Lo primero que hace es pedirle a Johns que le abra la cancela para sacar el coche de la carretera y aparcarlo detrás de la casa.

Después, a ella y a su compañero les muestran las habitaciones de invitados. Lo hace Maisie, la mujer que les había llevado antes la infusión fría, y a la cual la señora Grierson llama «chica», aunque debe de tener dos veces la edad de Temple.

—¿Te gusta estar aquí? —le pregunta Temple cuando ya Maisie se dispone a irse.

—¿Dónde si no, señorita?

—Quiero decir, ¿te tratan bien?

—Los Grierson son muy amables.

Temple asiente con la cabeza y observa las blondas y el papel estampado con flores que cubre las paredes por encima del zócalo de madera.

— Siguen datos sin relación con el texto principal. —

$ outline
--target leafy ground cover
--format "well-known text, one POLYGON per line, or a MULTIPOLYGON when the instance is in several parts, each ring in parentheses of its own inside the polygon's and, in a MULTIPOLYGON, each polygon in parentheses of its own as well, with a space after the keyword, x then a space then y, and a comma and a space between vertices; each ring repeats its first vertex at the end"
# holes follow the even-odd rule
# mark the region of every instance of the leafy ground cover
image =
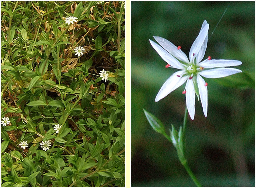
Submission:
POLYGON ((1 6, 2 186, 124 186, 124 2, 1 6))

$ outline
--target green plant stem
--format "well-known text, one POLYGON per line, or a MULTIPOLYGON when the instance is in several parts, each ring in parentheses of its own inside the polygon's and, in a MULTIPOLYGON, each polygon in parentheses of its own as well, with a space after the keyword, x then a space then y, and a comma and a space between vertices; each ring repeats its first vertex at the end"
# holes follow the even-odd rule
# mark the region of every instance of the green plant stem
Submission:
MULTIPOLYGON (((183 147, 185 146, 185 134, 186 130, 186 127, 187 124, 187 107, 186 107, 186 109, 185 110, 185 114, 184 115, 184 120, 183 121, 183 127, 182 127, 182 129, 183 131, 183 134, 182 134, 182 140, 183 140, 183 147)), ((184 148, 182 148, 182 150, 184 151, 184 148)), ((178 150, 177 150, 178 151, 178 150)), ((188 166, 188 165, 187 164, 187 160, 186 160, 184 156, 184 154, 183 156, 181 157, 180 157, 179 153, 178 153, 178 155, 179 155, 179 159, 181 163, 185 167, 186 170, 187 170, 188 175, 190 176, 190 177, 194 182, 195 184, 198 187, 202 187, 202 186, 200 184, 200 183, 198 181, 198 180, 197 179, 196 177, 195 176, 195 175, 192 172, 191 169, 188 166)))

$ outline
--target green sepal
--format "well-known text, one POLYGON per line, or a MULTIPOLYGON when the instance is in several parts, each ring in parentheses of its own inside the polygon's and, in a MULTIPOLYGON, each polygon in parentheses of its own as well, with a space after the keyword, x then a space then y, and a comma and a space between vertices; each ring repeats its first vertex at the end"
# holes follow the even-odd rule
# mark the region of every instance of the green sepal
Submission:
POLYGON ((179 146, 179 136, 178 132, 172 125, 172 130, 171 130, 171 129, 169 130, 170 131, 170 137, 172 139, 173 145, 174 147, 178 148, 179 146))
POLYGON ((193 77, 193 83, 194 84, 194 88, 195 88, 195 92, 197 96, 198 101, 199 100, 199 90, 198 89, 198 85, 197 84, 197 76, 195 75, 193 77))
POLYGON ((154 130, 157 132, 166 135, 164 127, 161 121, 155 116, 147 112, 145 109, 143 109, 143 111, 149 123, 154 130))

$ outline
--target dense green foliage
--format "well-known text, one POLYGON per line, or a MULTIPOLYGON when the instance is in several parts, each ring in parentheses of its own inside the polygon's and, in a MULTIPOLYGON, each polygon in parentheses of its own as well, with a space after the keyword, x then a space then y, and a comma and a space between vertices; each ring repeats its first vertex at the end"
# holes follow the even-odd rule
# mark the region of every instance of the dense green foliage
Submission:
POLYGON ((124 5, 1 2, 2 186, 125 186, 124 5))
MULTIPOLYGON (((166 133, 171 124, 177 131, 182 126, 185 84, 155 102, 163 83, 177 69, 165 68, 167 63, 149 40, 162 37, 181 46, 188 56, 204 20, 210 27, 203 59, 210 56, 240 61, 242 64, 234 68, 243 72, 205 79, 207 118, 196 99, 195 119, 188 119, 185 157, 203 186, 255 186, 254 7, 253 2, 131 2, 132 186, 195 186, 176 148, 152 128, 143 109, 162 122, 166 133)), ((162 132, 162 126, 153 128, 162 132)))

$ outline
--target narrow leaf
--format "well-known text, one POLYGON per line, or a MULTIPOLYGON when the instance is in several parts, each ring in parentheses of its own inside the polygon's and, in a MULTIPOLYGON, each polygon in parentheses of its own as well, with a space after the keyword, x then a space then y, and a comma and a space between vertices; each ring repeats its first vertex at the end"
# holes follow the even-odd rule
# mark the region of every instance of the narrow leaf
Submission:
POLYGON ((30 90, 33 87, 34 85, 35 85, 35 84, 36 83, 41 77, 41 76, 36 76, 32 79, 32 80, 31 80, 31 82, 30 82, 30 84, 29 84, 29 89, 30 90))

—Al despertar en esta casa —comenta Temple—, no adivinaría uno que el mundo ha sido medio devorado, ¿verdad?

—¿Cómo dice?

—No importa.

Temple encuentra en el cuarto de baño una anticuada bañera que se sostiene sobre cuatro zarpas, y decide darse un buen remojo para proporcionarle un descanso a su mano dolorida.

—Me voy a meter aquí un rato, bobo —dice ella—. No rompas nada. Será mejor que te metas las manos en los bolsillos.

Temple hace el gesto, y él la imita. Entonces ella va al cuarto de baño y cierra la puerta. Más tarde, cuando vuelve a salir, lo encuentra sentado en el borde de la cama, toqueteando algo con la mano derecha, que debe de haber sacado del bolsillo.

—¿Qué tienes ahí? —le pregunta—, cogiéndole el papel de la mano. O sea, que primero me entero de que sabes dar la mano como un auténtico caballero, y ahora esto. Me da que tú estás lleno de secretos, bobo.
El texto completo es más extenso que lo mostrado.